If you don't focus on food early you might just forget about specialists and this is generally not a good thing and not very fun anyway.
The main exception to the rule is your main coastal city which benefits greatly from 1-3 manufactories asap as it gets 2+ food from each water tile, but no production, and having no palace to speed things up means that you really need the production bonus.
I have one advice that goes against general principles as far as Civ games go. Don't assume that mass expanding is so good by default. This game has employed huge detriments to expansion - you have -3 production/gold/culture in your expansions, so they are much less useful than your capital early on and the incredible penalty to your policies is not worth it. In fact I'd advice most players to learn how to patiently stay on one city and tech (going tradition ofc) until they are completely sure what the best expo would be. And it turns out the best expo is very often a coastal city state and those tend to wait patiently for you to get them while building the buildings which you'd need anyway. 2 very tall cities and a defensive/diplomatic game with a focus on allying a lot of city states is a good strategy that will help you learn the mechanics, the diplomatics and late game mechanics. Still, you'd usually have to go to war to get 1-2 annoying cities out of your close proximity and possibly negotiate a good peace treaty deal after you've pushed your enemy back.

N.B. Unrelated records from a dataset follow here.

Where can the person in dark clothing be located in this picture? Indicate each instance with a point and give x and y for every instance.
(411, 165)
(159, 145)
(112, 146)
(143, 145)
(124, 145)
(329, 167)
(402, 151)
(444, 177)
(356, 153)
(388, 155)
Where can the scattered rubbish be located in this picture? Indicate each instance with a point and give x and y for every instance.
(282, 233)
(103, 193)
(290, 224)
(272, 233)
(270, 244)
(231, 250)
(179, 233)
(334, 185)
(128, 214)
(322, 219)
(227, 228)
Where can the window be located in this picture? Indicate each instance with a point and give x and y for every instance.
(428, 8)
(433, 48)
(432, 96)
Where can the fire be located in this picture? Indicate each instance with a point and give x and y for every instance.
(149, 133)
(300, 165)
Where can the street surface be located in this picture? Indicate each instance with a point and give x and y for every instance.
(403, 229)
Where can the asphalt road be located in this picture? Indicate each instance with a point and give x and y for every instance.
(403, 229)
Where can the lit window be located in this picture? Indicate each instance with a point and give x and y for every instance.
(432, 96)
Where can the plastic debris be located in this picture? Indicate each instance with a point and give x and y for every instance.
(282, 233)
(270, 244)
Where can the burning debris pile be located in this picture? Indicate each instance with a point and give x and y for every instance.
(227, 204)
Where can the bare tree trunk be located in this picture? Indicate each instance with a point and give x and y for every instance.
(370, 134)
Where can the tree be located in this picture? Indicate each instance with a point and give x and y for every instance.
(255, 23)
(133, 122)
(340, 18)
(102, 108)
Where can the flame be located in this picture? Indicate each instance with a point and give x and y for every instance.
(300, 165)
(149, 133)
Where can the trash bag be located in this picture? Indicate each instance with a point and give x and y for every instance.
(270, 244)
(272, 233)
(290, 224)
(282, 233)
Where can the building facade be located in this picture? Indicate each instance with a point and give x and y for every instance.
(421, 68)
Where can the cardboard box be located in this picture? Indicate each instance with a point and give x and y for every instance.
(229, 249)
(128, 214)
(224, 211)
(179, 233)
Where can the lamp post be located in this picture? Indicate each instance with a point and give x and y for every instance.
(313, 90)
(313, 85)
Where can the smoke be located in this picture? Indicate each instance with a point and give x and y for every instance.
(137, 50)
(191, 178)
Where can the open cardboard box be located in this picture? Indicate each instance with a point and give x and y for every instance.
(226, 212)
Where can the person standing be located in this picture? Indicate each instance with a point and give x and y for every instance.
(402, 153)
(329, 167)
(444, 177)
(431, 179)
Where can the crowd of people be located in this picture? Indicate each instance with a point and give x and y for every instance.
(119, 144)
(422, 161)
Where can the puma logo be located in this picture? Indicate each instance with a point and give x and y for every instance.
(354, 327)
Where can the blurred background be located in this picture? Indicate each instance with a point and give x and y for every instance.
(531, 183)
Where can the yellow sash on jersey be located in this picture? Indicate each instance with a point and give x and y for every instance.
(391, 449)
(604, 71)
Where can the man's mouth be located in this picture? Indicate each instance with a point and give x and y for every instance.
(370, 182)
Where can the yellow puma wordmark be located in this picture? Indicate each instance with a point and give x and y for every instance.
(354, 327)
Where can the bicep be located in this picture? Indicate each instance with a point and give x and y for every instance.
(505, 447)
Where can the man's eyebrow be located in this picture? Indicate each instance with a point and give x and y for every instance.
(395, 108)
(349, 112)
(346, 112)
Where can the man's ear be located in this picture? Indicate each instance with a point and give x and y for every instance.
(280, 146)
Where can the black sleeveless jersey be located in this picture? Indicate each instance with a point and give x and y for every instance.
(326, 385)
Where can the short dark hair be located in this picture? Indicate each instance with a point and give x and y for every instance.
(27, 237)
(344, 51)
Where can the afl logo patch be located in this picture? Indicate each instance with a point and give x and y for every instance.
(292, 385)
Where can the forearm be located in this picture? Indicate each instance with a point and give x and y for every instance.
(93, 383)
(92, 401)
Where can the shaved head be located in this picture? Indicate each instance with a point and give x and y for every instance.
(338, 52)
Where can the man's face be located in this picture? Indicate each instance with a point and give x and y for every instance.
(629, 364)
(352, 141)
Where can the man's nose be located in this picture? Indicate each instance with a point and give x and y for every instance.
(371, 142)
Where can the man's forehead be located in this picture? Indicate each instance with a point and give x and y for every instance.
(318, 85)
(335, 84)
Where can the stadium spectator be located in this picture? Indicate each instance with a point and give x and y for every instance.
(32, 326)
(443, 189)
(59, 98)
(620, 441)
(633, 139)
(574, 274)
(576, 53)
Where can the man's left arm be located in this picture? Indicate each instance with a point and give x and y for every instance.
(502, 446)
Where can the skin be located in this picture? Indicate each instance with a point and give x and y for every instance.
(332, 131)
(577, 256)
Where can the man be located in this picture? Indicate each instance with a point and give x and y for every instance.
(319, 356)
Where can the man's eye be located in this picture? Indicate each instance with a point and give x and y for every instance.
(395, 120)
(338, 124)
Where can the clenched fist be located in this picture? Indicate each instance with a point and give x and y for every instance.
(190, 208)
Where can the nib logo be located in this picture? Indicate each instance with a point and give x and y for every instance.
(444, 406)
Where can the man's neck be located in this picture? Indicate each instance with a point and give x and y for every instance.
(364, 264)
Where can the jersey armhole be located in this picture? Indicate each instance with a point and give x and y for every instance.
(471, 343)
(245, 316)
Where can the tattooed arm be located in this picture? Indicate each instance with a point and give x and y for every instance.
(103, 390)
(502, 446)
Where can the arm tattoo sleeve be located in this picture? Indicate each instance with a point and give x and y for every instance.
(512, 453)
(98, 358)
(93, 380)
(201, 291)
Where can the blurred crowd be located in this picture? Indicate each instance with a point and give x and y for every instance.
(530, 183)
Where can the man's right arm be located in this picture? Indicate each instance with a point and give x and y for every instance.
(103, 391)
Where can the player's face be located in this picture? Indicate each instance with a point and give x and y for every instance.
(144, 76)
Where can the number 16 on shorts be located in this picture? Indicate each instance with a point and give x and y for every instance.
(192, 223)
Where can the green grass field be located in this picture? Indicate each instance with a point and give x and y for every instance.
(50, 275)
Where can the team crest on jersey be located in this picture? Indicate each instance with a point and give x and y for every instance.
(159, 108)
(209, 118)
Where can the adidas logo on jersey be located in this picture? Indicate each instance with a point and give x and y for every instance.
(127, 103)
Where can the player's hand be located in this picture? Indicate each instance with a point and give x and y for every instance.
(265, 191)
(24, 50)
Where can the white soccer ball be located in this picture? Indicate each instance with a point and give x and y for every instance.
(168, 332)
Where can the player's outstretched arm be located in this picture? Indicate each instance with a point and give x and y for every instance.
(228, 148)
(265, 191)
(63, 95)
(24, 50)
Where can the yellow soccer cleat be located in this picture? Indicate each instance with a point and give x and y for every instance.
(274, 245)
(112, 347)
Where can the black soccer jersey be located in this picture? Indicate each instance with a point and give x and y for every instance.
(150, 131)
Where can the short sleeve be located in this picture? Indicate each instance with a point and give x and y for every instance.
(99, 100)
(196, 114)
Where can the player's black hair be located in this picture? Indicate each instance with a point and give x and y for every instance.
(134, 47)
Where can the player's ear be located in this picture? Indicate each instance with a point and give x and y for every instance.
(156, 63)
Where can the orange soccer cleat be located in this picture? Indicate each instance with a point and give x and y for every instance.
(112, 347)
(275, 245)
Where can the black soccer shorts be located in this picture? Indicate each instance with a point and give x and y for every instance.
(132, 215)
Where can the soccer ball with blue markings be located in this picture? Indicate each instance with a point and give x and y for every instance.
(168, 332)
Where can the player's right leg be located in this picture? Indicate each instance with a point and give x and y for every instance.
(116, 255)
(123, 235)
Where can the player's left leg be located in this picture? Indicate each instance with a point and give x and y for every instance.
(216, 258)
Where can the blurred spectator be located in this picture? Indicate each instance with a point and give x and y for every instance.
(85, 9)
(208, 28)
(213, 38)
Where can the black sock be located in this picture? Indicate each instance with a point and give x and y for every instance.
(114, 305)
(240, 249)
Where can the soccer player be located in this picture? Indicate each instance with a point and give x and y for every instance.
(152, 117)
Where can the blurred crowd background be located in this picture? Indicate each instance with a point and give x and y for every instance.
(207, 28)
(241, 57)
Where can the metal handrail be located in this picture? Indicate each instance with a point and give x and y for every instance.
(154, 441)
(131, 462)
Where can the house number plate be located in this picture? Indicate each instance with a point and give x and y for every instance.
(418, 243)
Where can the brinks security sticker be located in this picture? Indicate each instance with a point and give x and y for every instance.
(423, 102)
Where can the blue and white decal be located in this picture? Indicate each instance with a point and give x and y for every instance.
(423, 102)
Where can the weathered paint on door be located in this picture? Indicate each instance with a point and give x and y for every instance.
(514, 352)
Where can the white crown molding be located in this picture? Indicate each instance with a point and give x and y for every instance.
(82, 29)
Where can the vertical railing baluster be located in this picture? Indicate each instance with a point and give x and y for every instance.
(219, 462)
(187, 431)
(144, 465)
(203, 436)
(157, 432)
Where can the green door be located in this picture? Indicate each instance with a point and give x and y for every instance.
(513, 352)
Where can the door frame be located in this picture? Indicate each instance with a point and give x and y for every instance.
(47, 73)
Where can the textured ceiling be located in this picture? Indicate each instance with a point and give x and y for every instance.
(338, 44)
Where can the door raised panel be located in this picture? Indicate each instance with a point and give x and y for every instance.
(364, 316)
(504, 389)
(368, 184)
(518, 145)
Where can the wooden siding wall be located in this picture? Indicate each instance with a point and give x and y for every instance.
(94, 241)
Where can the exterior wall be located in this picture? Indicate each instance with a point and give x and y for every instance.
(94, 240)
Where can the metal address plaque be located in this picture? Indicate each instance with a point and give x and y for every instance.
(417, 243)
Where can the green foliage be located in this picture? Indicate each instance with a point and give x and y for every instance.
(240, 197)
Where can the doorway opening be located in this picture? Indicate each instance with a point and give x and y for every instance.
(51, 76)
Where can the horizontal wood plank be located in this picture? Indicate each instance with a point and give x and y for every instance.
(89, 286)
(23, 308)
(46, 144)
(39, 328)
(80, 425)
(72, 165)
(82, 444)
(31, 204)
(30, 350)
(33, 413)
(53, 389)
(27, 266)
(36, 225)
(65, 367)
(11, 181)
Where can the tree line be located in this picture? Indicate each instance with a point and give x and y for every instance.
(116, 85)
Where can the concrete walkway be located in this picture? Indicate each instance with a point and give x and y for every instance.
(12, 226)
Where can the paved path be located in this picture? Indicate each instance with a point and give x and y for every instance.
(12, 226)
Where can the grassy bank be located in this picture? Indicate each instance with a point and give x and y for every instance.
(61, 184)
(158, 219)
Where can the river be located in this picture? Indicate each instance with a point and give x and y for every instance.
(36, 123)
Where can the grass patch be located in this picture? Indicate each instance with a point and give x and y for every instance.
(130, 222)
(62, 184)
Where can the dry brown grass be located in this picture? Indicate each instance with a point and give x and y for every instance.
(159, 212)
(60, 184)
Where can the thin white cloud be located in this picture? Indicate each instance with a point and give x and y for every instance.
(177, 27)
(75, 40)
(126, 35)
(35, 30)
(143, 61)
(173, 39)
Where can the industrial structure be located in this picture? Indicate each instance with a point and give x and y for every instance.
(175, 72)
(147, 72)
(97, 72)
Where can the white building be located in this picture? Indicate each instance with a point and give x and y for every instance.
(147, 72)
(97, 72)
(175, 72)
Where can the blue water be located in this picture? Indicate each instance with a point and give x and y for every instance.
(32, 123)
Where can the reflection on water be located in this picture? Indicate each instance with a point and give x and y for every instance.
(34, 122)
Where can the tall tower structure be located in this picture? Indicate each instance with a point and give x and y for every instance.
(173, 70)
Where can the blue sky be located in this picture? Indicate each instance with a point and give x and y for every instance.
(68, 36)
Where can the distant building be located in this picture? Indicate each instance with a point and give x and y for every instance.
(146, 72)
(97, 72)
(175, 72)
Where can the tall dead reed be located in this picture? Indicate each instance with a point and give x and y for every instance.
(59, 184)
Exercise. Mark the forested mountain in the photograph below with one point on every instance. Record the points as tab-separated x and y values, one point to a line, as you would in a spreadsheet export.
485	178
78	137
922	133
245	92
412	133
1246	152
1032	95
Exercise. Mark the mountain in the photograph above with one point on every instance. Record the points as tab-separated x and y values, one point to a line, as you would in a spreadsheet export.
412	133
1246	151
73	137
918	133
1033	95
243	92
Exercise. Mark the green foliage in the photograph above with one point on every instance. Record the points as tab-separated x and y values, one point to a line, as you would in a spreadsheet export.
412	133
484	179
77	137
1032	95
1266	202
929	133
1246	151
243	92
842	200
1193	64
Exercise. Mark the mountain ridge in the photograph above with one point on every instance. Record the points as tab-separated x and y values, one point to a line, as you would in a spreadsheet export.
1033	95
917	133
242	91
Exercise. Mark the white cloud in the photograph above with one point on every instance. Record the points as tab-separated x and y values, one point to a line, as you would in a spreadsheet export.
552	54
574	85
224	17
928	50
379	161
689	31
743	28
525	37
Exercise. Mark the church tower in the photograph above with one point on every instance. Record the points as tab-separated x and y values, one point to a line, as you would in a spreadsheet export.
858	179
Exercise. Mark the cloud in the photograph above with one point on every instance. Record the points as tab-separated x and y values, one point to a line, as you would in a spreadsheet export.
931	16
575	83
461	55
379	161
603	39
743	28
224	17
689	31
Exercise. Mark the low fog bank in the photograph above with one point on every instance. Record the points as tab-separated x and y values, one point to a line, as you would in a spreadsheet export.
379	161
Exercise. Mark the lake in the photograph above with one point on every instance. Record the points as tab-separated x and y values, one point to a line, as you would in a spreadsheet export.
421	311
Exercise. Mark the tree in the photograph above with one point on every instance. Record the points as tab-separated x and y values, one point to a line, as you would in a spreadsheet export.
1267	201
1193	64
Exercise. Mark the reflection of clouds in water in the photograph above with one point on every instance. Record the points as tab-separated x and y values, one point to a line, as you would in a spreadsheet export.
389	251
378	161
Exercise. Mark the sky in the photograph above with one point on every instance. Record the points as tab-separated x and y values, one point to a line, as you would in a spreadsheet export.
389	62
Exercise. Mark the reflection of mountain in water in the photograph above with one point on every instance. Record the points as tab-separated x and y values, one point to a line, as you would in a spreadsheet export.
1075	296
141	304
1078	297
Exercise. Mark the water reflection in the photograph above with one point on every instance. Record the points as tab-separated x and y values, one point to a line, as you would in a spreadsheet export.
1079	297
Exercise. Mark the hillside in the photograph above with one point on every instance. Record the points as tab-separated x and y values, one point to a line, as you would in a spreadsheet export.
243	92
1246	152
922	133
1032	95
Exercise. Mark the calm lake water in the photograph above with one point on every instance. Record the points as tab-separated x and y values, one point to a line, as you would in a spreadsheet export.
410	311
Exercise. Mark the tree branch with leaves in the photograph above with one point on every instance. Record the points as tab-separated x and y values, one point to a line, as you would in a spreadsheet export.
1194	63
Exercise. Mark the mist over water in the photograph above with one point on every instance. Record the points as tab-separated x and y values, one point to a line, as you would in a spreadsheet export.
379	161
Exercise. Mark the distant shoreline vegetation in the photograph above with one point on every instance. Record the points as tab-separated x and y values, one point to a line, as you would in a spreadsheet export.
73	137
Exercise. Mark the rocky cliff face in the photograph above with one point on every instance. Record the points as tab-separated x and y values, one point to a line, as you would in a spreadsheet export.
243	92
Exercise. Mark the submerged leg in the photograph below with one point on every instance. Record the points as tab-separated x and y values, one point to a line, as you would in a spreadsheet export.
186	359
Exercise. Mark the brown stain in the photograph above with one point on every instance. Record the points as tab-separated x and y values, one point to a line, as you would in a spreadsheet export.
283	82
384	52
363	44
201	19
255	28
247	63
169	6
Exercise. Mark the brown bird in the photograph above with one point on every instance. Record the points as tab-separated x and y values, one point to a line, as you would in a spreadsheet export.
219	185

And after you learn that learning to play with more agressive civilizations is in order, but I'd still advice against having more than 3 or at most 4 real cities (as opposed to puppeted). Either puppet ot raze your way forward. It turns out that not all additional cities are a benefit. More often than not they can be a detriment lagging your policies and happiness and stretching you out too thin.
And finally - winning a diplomatic victory is easier than you might think even on higher difficulties. The AI doesn't seem to be prepared at all with how to deal with that. So keep your spies at work, do the city quests, spread your religion and vote yourself to victory at emperor. (and probably nuking the hell out of your annoying neighbours on general principle while you're waiting for it) I haven't played much at immortal yet, but I suspect it's not too different there anyway.